On December 14th, the FCC will cast their final vote on the death of net neutrality.

The corporate interests want this so bad that the Washington Post has reported the FCC’s public comments were flooded with anti-neutrality submissions parroting industry talking points, using stolen identities that likely belong to the companies’ customers. Trump’s FCC is so deep in the industry’s pockets they aren’t cooperating with the New York attorney general’s efforts to investigate the thefts of his constituents’ identities.

This has been a year of Americans standing up and saying no, of shouting at town halls and protests until they couldn’t be ignored. The Affordable Care Act was saved by people like the disability advocates who protested until they were arrested at Senator Portman’s office and at the offices of other congresspeople all over the country. We can still do this.

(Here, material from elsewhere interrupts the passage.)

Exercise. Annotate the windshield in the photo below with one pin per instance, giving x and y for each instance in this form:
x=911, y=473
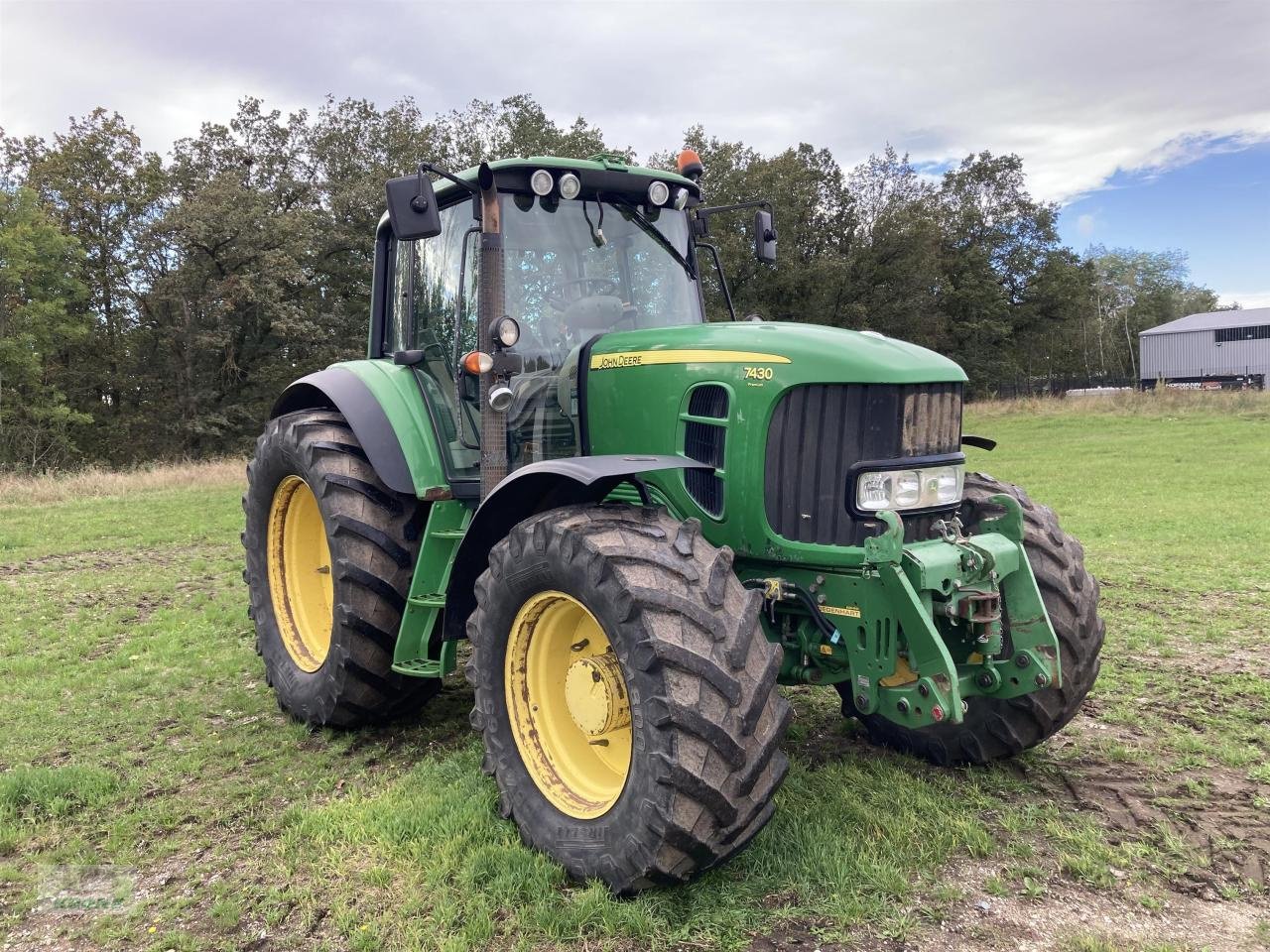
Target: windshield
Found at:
x=580, y=268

No one currently on the FCC has an office in Columbus, but that doesn’t mean we can’t get their attention. As a federal commission, we’re all their constituents, and congress can still stand up to them., organized by Fight For The Future, has information on the issues, action forms, and a map of planned protests, including two as of this writing in Columbus. Call Rob Portman’s office until his staffers hear ringing phones in their sleep. Sherrod Brown is already taking a stand against the FCC on this – show him that it matters.

Keep fighting. We can do this. And then we can finish Stranger Things 2 with our Netflix at full speed.